Il y a un an, Karim Mahmoud, étudiant en ingénierie au Caire, ne jurait que par une seule personne : Andrew Tate. À 25 ans, il faisait partie de cette armée numérique qui scrutait chaque vidéo, chaque post, chaque punchline de l’ex-kickboxeur. Pour Karim, Tate n’était pas juste un influenceur, c’était un guide, un modèle de réussite absolue. Il adhérait sans filtre à cette idéologie ultra-capitaliste, faite de voitures de luxe, de discours sur la « masculinité toxique » érigée en vertu et d’une misogynie décomplexée devenue la marque de fabrique de la star sur les réseaux.

Karim était convaincu que Tate disait « la vérité » là où les médias mainstream censuraient tout. Pour lui, comme pour des milliers d’autres jeunes hommes, suivre les préceptes de l’influenceur était une manière de reprendre le contrôle sur sa vie. C’était le « Top G », le sauveur qui promettait richesse et pouvoir. Sauf que derrière le vernis des montres en or et des discours motivants, le conte de fées a fini par se fissurer.

La descente du piédestal

Le déclic ? Il n’est pas arrivé en un jour. C’est une accumulation de contenus, de scandales judiciaires et d’une prise de conscience progressive qui a fait vaciller ses certitudes. À force d’écouter les mêmes discours, Karim a fini par voir le vide derrière les mots. Ce qui ressemblait à de la motivation s’est transformé en un discours répétitif, haineux et finalement aliénant. Le sentiment d’appartenance à une communauté « d’élus » s’est mué en un sentiment d’enfermement.

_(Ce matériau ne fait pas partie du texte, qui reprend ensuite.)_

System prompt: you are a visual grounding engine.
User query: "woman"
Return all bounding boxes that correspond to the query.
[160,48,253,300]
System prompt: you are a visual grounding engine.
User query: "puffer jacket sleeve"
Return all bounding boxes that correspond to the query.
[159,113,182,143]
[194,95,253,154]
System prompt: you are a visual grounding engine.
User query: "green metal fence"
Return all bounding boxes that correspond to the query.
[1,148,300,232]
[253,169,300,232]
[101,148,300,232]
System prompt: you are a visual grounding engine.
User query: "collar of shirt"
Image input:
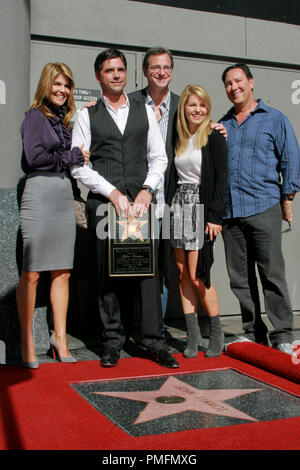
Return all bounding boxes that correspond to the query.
[146,88,171,114]
[101,93,130,134]
[101,92,130,113]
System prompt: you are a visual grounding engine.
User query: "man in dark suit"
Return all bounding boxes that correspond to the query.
[71,49,178,368]
[128,47,179,316]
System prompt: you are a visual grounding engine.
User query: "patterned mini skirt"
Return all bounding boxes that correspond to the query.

Aujourd’hui, Karim a fait marche arrière. Il a quitté les groupes Telegram, fermé les notifications et pris ses distances avec l’écosystème Tate. Il réalise aujourd’hui que ce qu’il prenait pour une émancipation était en réalité une cage dorée. Son histoire illustre un phénomène massif : celui des jeunes hommes, souvent en quête de repères, qui se font happer par les algorithmes de la « manosphère » avant de se rendre compte que la recette miracle du bonheur à la sauce Tate est une impasse, voire un danger.

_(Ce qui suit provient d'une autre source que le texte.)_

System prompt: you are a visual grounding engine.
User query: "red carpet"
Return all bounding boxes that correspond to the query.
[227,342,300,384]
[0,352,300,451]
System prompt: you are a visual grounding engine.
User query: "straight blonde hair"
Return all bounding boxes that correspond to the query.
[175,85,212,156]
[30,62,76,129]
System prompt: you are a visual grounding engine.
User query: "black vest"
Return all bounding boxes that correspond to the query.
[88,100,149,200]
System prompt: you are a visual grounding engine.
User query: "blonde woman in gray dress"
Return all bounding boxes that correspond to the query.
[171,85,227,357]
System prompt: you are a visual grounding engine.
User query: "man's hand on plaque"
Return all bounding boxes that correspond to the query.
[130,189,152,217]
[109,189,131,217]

Ce n’est pas juste l’histoire d’un étudiant égyptien, c’est le témoignage d’une génération qui commence à réaliser que le culte de la personnalité numérique a un prix : celui de l’esprit critique. Pour Karim, la « libération » a commencé quand il a arrêté d’écouter les conseils d’un homme qui, derrière ses écrans, cherchait surtout à vendre sa propre vision du monde, aussi déconnectée soit-elle de la réalité.

L’essentiel

  • Le basculement : Karim Mahmoud, étudiant égyptien, a été un fervent adepte d’Andrew Tate, séduit par ses discours sur la réussite financière et la masculinité.
  • L’illusion : Il voyait Tate comme un mentor libérateur, avant de réaliser qu’il était enfermé dans une idéologie misogyne et toxique.
  • La prise de conscience : Entre scandales judiciaires et répétition des discours, Karim a fini par remettre en question l’influence du « Top G ».
  • Le message : Son témoignage souligne la facilité avec laquelle les algorithmes captivent les jeunes hommes en quête d’identité, et la nécessité de développer son esprit critique face aux influenceurs viraux.